He’s lucky. First in that it’s his habit to move quietly and second in that he hears the unfamiliar voice while he’s still outside.
“Look at the fucking state of this place. How can you stand it?”
“Don’t wreck it, Paulie, please.”
“Jesus Christ it’s a shit-hole.”
Augustus keeps very still, surprised in the detached part of himself at how you forget this level of alertness, this hypersensitivity of skin and hair. The body, as he’s learned, supplies effects on causal demand. Adrenaline rushes to the sites of action. There in his knees is the feeling of pooled weakness that is in fact sprung readiness.
The question is: the front door or the back door? He can see himself doing it, one hand holding the gun steady at just below chest height, the other flinging the door open. The front door involves a step up. The back door involves creeping and ducking two windows. And in any case it’s irrational to suppose that just because it’s the back door he’ll have his back to it. He. Him. Paulie, whose rule is no smack and at first it’s like you’re a princess.
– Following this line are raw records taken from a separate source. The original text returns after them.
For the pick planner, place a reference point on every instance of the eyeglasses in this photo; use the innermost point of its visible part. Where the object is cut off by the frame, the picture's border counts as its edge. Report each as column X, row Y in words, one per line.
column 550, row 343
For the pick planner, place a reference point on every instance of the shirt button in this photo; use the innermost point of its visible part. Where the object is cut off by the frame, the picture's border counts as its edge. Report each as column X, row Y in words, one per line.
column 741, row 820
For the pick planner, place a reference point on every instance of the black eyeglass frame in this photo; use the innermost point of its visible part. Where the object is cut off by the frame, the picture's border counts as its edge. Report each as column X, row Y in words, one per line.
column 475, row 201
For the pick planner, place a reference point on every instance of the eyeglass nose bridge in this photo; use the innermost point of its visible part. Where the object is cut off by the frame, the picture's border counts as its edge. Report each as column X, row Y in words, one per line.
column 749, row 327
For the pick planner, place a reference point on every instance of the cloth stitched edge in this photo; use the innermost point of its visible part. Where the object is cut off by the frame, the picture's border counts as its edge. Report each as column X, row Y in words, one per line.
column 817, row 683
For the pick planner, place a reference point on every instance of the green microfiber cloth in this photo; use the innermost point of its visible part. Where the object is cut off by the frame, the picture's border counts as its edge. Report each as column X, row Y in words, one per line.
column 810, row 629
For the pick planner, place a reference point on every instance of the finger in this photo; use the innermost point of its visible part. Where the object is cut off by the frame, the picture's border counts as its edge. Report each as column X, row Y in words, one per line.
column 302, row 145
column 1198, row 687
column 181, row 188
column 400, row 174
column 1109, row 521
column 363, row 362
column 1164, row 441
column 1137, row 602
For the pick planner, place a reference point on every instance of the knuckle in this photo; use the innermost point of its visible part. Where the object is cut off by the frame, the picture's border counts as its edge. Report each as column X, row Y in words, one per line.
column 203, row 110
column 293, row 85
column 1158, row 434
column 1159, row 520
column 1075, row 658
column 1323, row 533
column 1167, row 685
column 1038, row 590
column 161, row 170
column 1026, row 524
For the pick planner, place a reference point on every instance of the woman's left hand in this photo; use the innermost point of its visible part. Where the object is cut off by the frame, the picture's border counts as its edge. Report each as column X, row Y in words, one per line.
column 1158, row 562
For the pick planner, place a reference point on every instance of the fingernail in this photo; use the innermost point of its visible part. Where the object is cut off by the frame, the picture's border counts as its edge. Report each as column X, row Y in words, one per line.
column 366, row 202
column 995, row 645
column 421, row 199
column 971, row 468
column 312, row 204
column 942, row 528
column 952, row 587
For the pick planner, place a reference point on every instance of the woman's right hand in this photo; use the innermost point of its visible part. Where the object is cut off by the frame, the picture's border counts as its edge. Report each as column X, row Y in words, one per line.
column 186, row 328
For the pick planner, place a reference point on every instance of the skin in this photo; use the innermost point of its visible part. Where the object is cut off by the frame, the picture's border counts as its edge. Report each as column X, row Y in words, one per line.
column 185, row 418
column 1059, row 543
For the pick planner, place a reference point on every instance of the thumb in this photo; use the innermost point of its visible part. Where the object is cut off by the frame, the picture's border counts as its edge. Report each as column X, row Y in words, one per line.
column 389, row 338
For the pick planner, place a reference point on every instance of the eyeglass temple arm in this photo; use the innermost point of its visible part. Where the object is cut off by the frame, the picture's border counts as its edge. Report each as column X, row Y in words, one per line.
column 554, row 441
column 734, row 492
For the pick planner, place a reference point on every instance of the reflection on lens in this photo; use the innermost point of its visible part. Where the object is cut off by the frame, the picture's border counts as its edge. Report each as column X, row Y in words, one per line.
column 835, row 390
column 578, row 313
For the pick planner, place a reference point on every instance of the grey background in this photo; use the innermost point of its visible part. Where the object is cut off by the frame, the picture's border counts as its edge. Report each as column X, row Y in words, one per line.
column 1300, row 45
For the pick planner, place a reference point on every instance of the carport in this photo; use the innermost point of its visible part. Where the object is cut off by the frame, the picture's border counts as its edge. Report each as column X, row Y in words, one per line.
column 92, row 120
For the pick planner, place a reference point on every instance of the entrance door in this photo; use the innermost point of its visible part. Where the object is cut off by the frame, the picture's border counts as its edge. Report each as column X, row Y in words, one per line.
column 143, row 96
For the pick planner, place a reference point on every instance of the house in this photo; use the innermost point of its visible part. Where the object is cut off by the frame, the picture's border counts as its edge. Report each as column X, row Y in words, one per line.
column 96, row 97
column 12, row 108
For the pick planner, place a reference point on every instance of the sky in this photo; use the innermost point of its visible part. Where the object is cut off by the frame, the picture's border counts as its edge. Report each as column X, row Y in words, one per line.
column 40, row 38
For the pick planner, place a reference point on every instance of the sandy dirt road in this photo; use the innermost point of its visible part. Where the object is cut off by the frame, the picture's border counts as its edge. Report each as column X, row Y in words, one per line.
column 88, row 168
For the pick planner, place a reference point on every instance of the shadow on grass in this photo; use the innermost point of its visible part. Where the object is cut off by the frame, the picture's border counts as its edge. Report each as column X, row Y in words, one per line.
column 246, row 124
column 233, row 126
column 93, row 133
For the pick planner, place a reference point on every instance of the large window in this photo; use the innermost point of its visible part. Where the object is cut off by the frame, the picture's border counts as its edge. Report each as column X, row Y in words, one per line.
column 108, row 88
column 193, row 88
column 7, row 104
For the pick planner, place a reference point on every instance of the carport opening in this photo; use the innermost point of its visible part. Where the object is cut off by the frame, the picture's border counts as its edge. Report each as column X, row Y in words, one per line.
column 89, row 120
Augustus shifts the weight to his good leg. The gun’s a thing of humming sentience against his chest, sensing proximal destiny, the call to its function. Even without relinquishing the stick he should be able to get a good grip on the—
Suddenly the door flies open. Augustus doesn’t have much time to take Paulie in—registers artfully chopped dark hair, bony good looks, maroon leather jacket—before he’s grabbed by his coat collar and yanked stumbling over the threshold into the croft. The stick gets away from him and he crashes to his knees.
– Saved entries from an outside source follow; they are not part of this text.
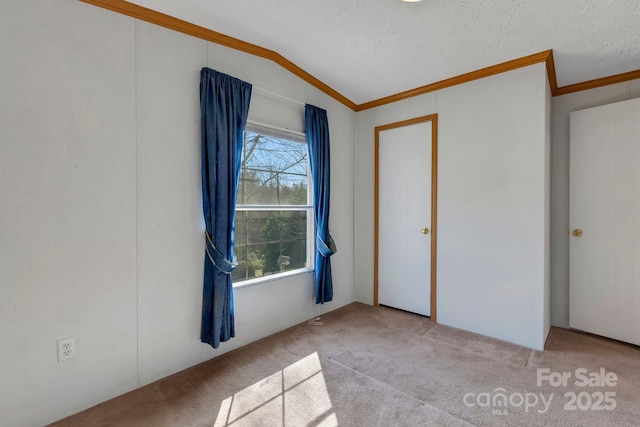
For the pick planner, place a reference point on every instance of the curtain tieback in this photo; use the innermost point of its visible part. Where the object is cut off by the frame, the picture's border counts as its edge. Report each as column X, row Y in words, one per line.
column 219, row 260
column 325, row 249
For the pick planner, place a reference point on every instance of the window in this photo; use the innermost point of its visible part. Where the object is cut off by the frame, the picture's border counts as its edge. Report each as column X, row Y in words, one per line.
column 274, row 210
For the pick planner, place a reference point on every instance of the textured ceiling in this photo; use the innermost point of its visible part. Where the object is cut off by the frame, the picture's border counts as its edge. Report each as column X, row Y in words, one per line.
column 369, row 49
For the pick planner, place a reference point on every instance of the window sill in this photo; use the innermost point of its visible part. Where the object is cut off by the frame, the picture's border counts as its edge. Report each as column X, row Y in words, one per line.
column 271, row 278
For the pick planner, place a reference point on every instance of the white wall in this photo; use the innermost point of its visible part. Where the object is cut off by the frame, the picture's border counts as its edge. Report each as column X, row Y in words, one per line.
column 562, row 106
column 101, row 229
column 491, row 202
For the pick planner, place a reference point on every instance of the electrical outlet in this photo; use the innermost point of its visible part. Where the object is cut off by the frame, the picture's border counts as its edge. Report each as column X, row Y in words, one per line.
column 66, row 349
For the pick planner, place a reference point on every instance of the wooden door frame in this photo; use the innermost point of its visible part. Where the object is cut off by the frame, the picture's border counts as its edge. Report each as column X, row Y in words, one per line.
column 433, row 118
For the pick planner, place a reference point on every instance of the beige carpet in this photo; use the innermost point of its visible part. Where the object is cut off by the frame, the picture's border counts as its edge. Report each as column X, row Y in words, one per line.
column 369, row 366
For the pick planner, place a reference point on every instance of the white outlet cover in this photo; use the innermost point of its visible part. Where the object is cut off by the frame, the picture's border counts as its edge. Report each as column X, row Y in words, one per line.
column 66, row 349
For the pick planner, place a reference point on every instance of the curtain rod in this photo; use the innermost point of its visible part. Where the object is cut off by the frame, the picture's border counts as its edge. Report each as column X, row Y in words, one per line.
column 277, row 95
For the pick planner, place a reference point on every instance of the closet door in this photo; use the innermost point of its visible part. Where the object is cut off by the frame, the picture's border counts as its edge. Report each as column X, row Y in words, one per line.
column 404, row 223
column 604, row 258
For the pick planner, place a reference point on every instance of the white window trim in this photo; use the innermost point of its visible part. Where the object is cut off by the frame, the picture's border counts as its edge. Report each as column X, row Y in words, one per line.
column 268, row 130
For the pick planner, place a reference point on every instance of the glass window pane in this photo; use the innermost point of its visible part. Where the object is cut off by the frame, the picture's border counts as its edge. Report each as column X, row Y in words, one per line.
column 273, row 172
column 269, row 242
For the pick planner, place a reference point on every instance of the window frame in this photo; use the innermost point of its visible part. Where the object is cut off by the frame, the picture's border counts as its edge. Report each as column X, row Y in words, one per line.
column 294, row 136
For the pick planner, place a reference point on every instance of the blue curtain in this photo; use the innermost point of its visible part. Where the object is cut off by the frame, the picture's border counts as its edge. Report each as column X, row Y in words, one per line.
column 317, row 129
column 224, row 104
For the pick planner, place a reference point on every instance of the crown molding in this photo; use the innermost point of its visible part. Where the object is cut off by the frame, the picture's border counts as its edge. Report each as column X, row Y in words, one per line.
column 166, row 21
column 592, row 84
column 463, row 78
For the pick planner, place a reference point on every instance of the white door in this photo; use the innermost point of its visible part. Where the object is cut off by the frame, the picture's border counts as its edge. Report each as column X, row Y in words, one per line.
column 604, row 284
column 404, row 217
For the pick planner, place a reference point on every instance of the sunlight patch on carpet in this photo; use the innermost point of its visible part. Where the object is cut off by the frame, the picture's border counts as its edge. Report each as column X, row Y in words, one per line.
column 296, row 395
Morwenna’s on her side on the floor, struggling to get up. Her mouth’s bleeding. She’s got one elbow under her but keeps the other arm wrapped around her abdomen.
“Oh this is great, this is. Please tell me this rancid old coon’s not sticking it in you?”
Which means he doesn’t know about the gun. If he did that would come first. That’s the ace. Absolutely everything from here must be designed around that. You’re a rancid old coon who doesn’t have a gun.
“Don’t hurt him, Paulie, please.”
“Because if he has you’re going to douche with fucking Domestos. Jesus Christ.”
“He hasnie touched me,” Morwenna gasps, still trying to get onto her knees. “Honest to God, he hasn’t. Juss don’t hurt him, don’t—”
Augustus on all fours senses the kick coming but can’t move fast enough and Morwenna’s scream synchronizes perfectly with all the breath leaving his body as if it’s the scream that’s pulled it out of him.
“Like that, you mean?” Paulie says.
“Paulie don’t I’ll do anythin you want I’ll come back with you anythin you want juss don’t hurt—”
“Or like this?”
The boots are steel-capped and this one goes hard and sharp into the side of Augustus’s left leg. He can’t scream, since his breath’s gone, can’t make a sound. He feels his face wide-eyed, open-mouthed and deep reflex curling him fetally though he mustn’t, must not let the gun clunk or fall out of his pocket and through the pain is asking himself which grades of British police carry firearms, she said plainclothes, didn’t she? Which means what? Yes? In any case he’ll have to assume a gun or maybe more than one. But Jesus for a few seconds just a few seconds he’s got to get air into his lungs. He can absorb violence to preserve the gun’s secrecy but not so much that he’ll be incapable of using it.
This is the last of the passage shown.